脂質という言葉よりも一般的には「脂肪」という方が馴染み深いと思います。
何が違うのでしょうか?
脂質は脂肪と非脂肪から成り立ちます。脂質の定義は「水には溶けずに有機溶剤
に溶ける生体成分」となります。有機溶剤の例としては、ベンゼン、エーテル、クロロフォルム
トルエン、シンナーなどがあります。
脂肪の定義は「脂質の一種であり、加水分解により脂肪酸、グリセリン、アルコールを生ずるもの」
となります。非脂肪とはその脂肪以外の脂質であり、リンや窒素などの元素を含んだ
より複雑な構造を持ちます。
人体の中での脂質はどのような形態をとるのでしょう。大きく分けて4つです。
①トリグリセリド(中性脂肪) ②コレステロール ③リン脂質 ④脂肪酸
脂肪中で脂肪酸の割合は90%以上となります。
脂肪酸は「飽和脂肪酸」と「不飽和脂肪酸」に分類され、前者は肉や乳製品に多く含まれ
後者は植物油や魚の油に多く含まれます。両者ともにエネルギー源となり、細胞膜の材料と
なりますが、過剰摂取は肥満や脂質異常の原因となります。
両者の違いですが、不飽和脂肪酸には、血栓の生成を抑制したり、動脈硬化を予防したり、
中性脂肪やコレステロール値を下げるなど、生活習慣病の予防に絶大な効果が
あります。
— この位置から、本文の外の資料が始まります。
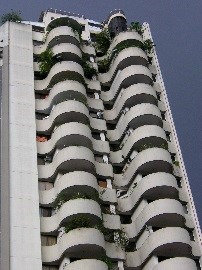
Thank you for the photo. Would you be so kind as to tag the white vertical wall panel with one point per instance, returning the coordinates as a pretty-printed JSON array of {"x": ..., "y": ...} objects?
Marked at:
[{"x": 24, "y": 201}]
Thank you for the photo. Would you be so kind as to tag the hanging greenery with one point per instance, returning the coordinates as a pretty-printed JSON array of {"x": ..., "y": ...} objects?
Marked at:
[
  {"x": 80, "y": 221},
  {"x": 103, "y": 65},
  {"x": 102, "y": 41},
  {"x": 13, "y": 16},
  {"x": 46, "y": 60},
  {"x": 148, "y": 46},
  {"x": 136, "y": 26},
  {"x": 62, "y": 198},
  {"x": 89, "y": 70}
]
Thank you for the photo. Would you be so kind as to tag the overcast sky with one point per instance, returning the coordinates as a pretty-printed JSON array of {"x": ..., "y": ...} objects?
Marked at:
[{"x": 176, "y": 27}]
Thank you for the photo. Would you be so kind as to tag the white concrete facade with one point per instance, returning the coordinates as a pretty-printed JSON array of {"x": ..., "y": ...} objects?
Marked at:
[{"x": 94, "y": 164}]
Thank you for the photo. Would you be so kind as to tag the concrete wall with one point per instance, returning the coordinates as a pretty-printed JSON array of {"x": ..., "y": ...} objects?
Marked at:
[{"x": 23, "y": 178}]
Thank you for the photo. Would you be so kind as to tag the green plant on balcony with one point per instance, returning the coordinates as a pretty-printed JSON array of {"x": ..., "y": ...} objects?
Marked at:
[
  {"x": 148, "y": 46},
  {"x": 108, "y": 262},
  {"x": 62, "y": 198},
  {"x": 79, "y": 221},
  {"x": 150, "y": 145},
  {"x": 124, "y": 45},
  {"x": 13, "y": 16},
  {"x": 103, "y": 65},
  {"x": 46, "y": 61},
  {"x": 176, "y": 163},
  {"x": 136, "y": 26},
  {"x": 89, "y": 70},
  {"x": 102, "y": 41},
  {"x": 76, "y": 28}
]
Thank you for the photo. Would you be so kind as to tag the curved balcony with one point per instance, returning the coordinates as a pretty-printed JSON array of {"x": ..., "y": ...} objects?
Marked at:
[
  {"x": 146, "y": 162},
  {"x": 128, "y": 76},
  {"x": 78, "y": 243},
  {"x": 129, "y": 97},
  {"x": 66, "y": 90},
  {"x": 68, "y": 211},
  {"x": 87, "y": 264},
  {"x": 145, "y": 135},
  {"x": 69, "y": 159},
  {"x": 159, "y": 213},
  {"x": 108, "y": 195},
  {"x": 65, "y": 112},
  {"x": 70, "y": 183},
  {"x": 98, "y": 124},
  {"x": 124, "y": 36},
  {"x": 100, "y": 147},
  {"x": 90, "y": 50},
  {"x": 176, "y": 263},
  {"x": 60, "y": 72},
  {"x": 68, "y": 134},
  {"x": 104, "y": 170},
  {"x": 169, "y": 241},
  {"x": 152, "y": 187},
  {"x": 66, "y": 52},
  {"x": 112, "y": 222},
  {"x": 137, "y": 116},
  {"x": 64, "y": 21},
  {"x": 127, "y": 57},
  {"x": 95, "y": 104},
  {"x": 62, "y": 34}
]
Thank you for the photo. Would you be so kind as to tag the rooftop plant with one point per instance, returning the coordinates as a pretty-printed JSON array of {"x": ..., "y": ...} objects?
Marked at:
[
  {"x": 80, "y": 221},
  {"x": 136, "y": 26},
  {"x": 150, "y": 145},
  {"x": 103, "y": 65},
  {"x": 65, "y": 21},
  {"x": 13, "y": 16},
  {"x": 89, "y": 70},
  {"x": 102, "y": 41},
  {"x": 125, "y": 44},
  {"x": 63, "y": 198},
  {"x": 148, "y": 46},
  {"x": 46, "y": 60}
]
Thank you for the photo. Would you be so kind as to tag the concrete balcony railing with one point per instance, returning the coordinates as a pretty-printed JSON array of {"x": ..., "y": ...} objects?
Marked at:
[
  {"x": 100, "y": 147},
  {"x": 104, "y": 170},
  {"x": 130, "y": 97},
  {"x": 73, "y": 158},
  {"x": 176, "y": 263},
  {"x": 127, "y": 57},
  {"x": 67, "y": 111},
  {"x": 156, "y": 185},
  {"x": 70, "y": 183},
  {"x": 123, "y": 36},
  {"x": 77, "y": 243},
  {"x": 62, "y": 91},
  {"x": 133, "y": 74},
  {"x": 68, "y": 134},
  {"x": 98, "y": 125},
  {"x": 148, "y": 134},
  {"x": 86, "y": 264},
  {"x": 95, "y": 104},
  {"x": 161, "y": 213},
  {"x": 66, "y": 52},
  {"x": 175, "y": 242},
  {"x": 62, "y": 34},
  {"x": 60, "y": 72},
  {"x": 137, "y": 116},
  {"x": 148, "y": 161},
  {"x": 85, "y": 207},
  {"x": 107, "y": 195}
]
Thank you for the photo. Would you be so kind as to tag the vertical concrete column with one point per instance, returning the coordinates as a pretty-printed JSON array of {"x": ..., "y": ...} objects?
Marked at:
[{"x": 23, "y": 178}]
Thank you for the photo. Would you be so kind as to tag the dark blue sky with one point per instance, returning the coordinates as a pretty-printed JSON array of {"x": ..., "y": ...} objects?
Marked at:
[{"x": 177, "y": 32}]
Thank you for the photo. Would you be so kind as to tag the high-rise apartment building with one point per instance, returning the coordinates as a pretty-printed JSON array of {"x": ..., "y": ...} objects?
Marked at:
[{"x": 92, "y": 175}]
また、脂質は原則として食品から摂取する以外にも
肝臓によって体内合成をすることができるのですが、
不飽和脂肪酸に属するαリノレン酸(EPAやDHA)及びリノール酸は
体内合成ができないので、食品から摂取するしかありません。
これらを必須脂肪酸といいます。
これらに該当する食品はさんまやさばなどの魚類及び大豆油、コーン油
などになります。
よって、必須脂肪酸を含み生活習慣病予防に効果的な不飽和脂肪酸
を含む食品がより注目を浴びることになるのです。
ちなみに、成人男性の1日の脂質摂取の目安は60g程度と言われています。
食用油で言えば大匙2杯程度です。
食の欧米化で脂質の摂取量は過剰気味となっている上、魚の油などの
不飽和脂肪酸は不足しがちでバランスが悪くなりがちです。
毎日必ず魚を食べる、あるいは、調理の際にフライパンにひく油の量を
抑えるなどの工夫をして調整することが大切です。